Le petit rorqual s’entête à demeurer à Montréal

Le petit rorqual égaré prolongeait mardi son séjour dans la région de Montréal, en nageant près de la rive de l’île Sainte-Hélène.
Photo: Alexandre Shields Le Devoir Le petit rorqual égaré prolongeait mardi son séjour dans la région de Montréal, en nageant près de la rive de l’île Sainte-Hélène.

Le petit rorqual qui a remonté le Saint-Laurent sur plus de 450 kilomètres était toujours à Montréal mardi en fin de soirée. Il a d’ailleurs passé toute la journée très près de la rive de l’île Sainte-Hélène, sans montrer le moindre signe indiquant qu’il pourrait repartir vers l’aval, et éventuellement son habitat naturel.

Selon ce qu’a pu constater Le Devoir, le jeune cétacé d’environ trois à quatre mètres de longueur est demeuré toute la journée dans le même secteur, situé tout juste à côté de la sculpture Trois disques, de Calder, à moins de 10 mètres de la rive.
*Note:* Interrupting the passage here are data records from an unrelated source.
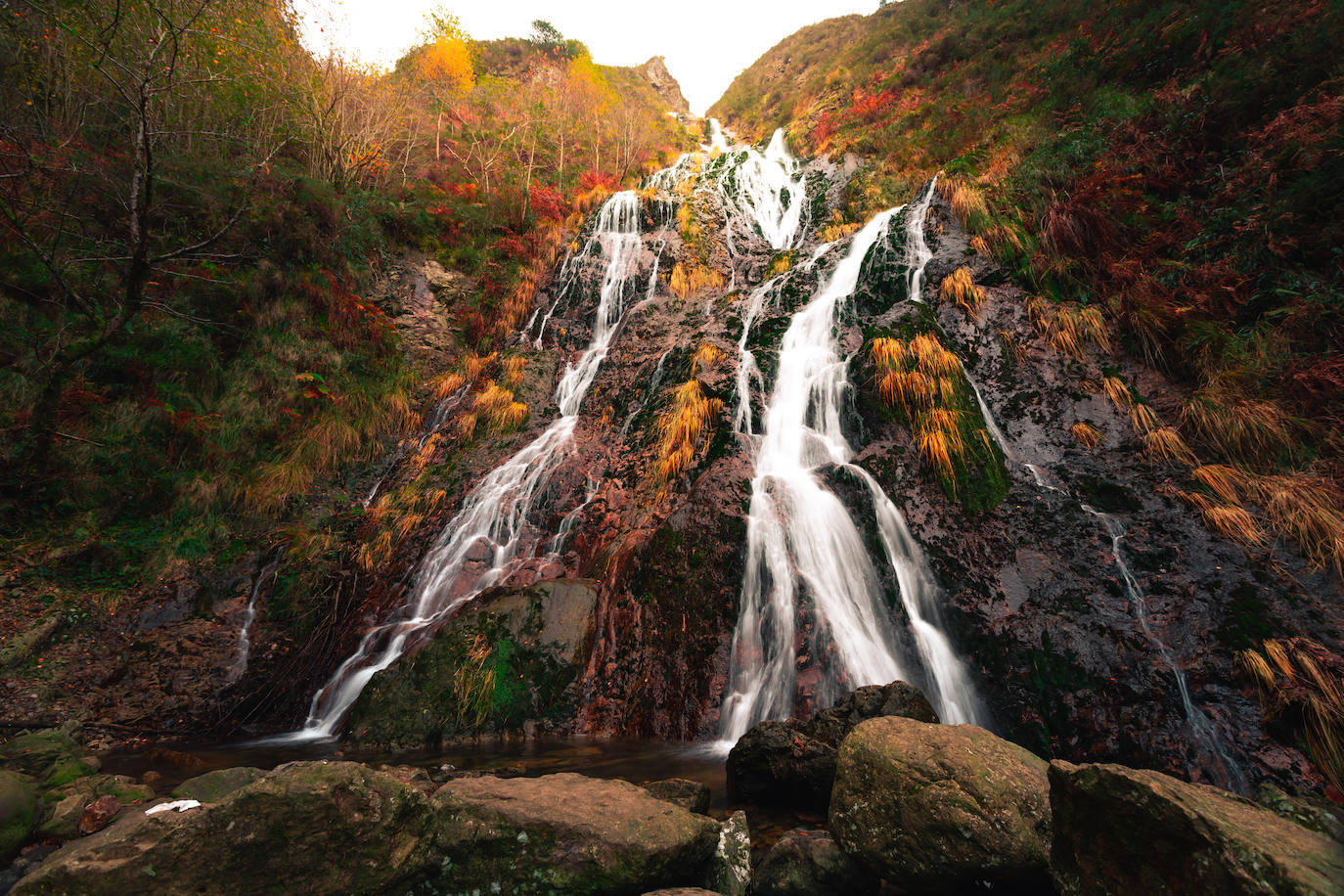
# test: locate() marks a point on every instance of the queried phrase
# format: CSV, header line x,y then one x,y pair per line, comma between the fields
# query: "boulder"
x,y
18,809
215,784
938,808
313,827
567,833
1129,830
732,867
804,863
689,794
340,827
793,762
65,806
À cet endroit comme dans le chenal Le Moyne, où il se trouvait lundi, la baleine nageait face à un fort courant.

Il n’a pas été possible d’obtenir de détails sur le cas de la part du Groupe de recherche et d’éducation sur les mammifères marins, mardi, mais le petit rorqual semblait toujours aussi énergique et en bonne condition physique. Il nageait toujours face au courant lorsque Le Devoir a quitté les lieux, peu après 21h00.

Comme la veille sur le pont du Cosmos, les curieux étaient nombreux mardi en soirée à observer et à photographier la baleine, qui faisait surface à intervalles de deux à cinq minutes. On pouvait donc observer le petit rorqual avec, en toile de fond, le quai de l’Horloge, la Grande roue de Montréal et le chapiteau du Cirque du Soleil.
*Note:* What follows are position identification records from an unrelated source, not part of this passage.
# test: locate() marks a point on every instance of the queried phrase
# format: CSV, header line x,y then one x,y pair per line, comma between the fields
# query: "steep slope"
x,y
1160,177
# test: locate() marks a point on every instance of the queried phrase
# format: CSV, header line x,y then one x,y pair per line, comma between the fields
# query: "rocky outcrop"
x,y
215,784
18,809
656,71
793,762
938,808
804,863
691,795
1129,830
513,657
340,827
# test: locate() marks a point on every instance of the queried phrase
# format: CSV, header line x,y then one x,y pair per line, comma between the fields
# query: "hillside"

Le Réseau québécois d’urgence pour les mammifères marins continuait de surveiller la présence de ce petit rorqual âgé possiblement d’à peine quelques mois, afin de documenter la situation. Il faut savoir que les baleineaux de cette espèce se séparent de leur mère après à peine quelques mois d’allaitement. Il arrive donc parfois que des individus juvéniles s’égarent. En 2016, puis en 2017, des cas de jeunes petits rorquals morts ont d’ailleurs été documentés dans la région de Lévis.

Animal condamné ?

Pour le moment, aucune intervention n’est prévue pour tenter de capturer ou d’effaroucher cet animal. Une telle opération n’a d’ailleurs jamais été tentée au Québec pour un animal de cette taille qui nage librement.
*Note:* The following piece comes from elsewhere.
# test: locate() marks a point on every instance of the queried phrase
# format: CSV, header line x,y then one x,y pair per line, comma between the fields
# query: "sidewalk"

Pour espérer regagner son habitat naturel, soit l’estuaire du Saint-Laurent, ce petit rorqual devrait faire demi-tour et redescendre la voie maritime sur plusieurs centaines de kilomètres, au travers du trafic commercial intense sur le fleuve.

L’espèce est bien connue au Québec, puisqu’elle est très fréquemment observée en été dans l’estuaire et le golfe du Saint-Laurent, et notamment dans le parc marin du Saguenay–Saint-Laurent. Le petit rorqual n’est d’ailleurs pas une espèce en péril, puisqu’elle compterait plusieurs centaines de milliers d’individus à l’échelle de la planète. Le Japon et la Norvège chassent d’ailleurs l’espèce sur une base commerciale, malgré un moratoire international sur la chasse à la baleine.

La baleine à bosse de 2020

C’est la deuxième fois en moins de deux ans qu’un cétacé de grande taille se retrouve dans la région de Montréal. En mai 2020, une jeune baleine à bosse femelle de 10 mètres avait passé plus d’une semaine dans le secteur.

Elle avait attiré chaque jour des centaines de curieux, venus l’observer près du quai de l’Horloge. Ils avaient notamment pu la voir effectuer des dizaines de sauts spectaculaires hors de l’eau.

Cette baleine à bosse, qui avait causé tout un émoi à Montréal, était finalement morte des suites d’un « événement soudain », selon le rapport de la nécropsie du cétacé. Même si la piste d’une collision avec un navire dans la voie maritime du Saint-Laurent demeure très plausible, les scientifiques qui ont analysé le cas n’ont pas pu confirmer cette hypothèse.